The oldest subway in America is getting some shiny new cars.
The MBTA is set to roll out the first of 24 new cars on the Green Line in September as part of its broader Green Line expansion project. The cars, designed over four years by the Spanish construction company CAF, are a little roomier—not more seats, just more standing room—and they have some modern touches that just might make your ride a little more pleasant.
So what’s new for a system that first opened on September 1, 1897 (and cost just a nickel)? Plenty:
- The new cars will have the same number of seats (44), but additional standing room so they can handle about 10 percent more passengers. That may not sound like much, but it will mean that during rush hour, more people can board crowded trains rather than wait for the next one.
- Doors will slide open, not push out as they do now, making the Green Line feel a little more like a traditional subway—like the Red, Orange, and Blue Lines.
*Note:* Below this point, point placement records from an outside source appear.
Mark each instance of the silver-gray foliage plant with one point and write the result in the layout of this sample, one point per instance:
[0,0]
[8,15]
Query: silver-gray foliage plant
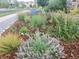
[41,46]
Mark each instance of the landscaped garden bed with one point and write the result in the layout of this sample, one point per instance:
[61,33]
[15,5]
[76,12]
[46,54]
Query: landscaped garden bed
[44,36]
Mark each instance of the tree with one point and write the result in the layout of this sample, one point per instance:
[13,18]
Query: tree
[42,2]
[57,4]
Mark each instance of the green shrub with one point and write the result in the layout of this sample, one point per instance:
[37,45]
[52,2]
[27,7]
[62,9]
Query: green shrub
[21,16]
[9,44]
[41,46]
[57,4]
[64,27]
[23,30]
[38,21]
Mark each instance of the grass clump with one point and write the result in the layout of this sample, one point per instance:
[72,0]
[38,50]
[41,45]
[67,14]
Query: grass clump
[64,27]
[9,44]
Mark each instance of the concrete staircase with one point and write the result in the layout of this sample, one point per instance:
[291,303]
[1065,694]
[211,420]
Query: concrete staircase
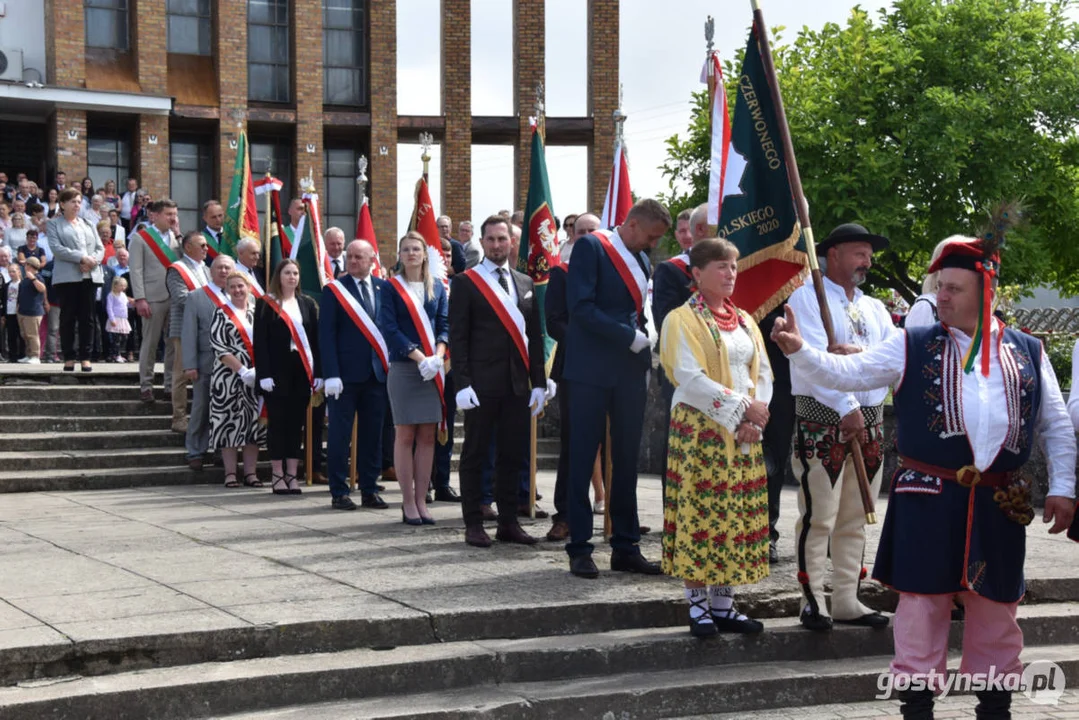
[62,432]
[634,660]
This should make it easier for passengers to get off and on.
- Thanks to a lower ride, stepping on and off should be easier. A blue button near the side of doors can be easily pushed to activate an orange ramp for wheelchairs and strollers.
- Inside, the rails you grab if you’re standing will be bright yellow, not chrome.
- Green Line cars will have the first video screens on T vehicles; one will display the next station, the other advertisements.
- The seat covers will no longer be plastic, but a textured material. That means you’re less likely to slide on the sharp stops and turns.
- To make moving through the trains easier, the new cars’ midsections will be wider so people can get on and off faster.
- An improved speaker system will allow passengers to hear messages more clearly.
- On the outside, the accent color will be silver, not white. But the primary color will still be green—it is the Green Line, after all.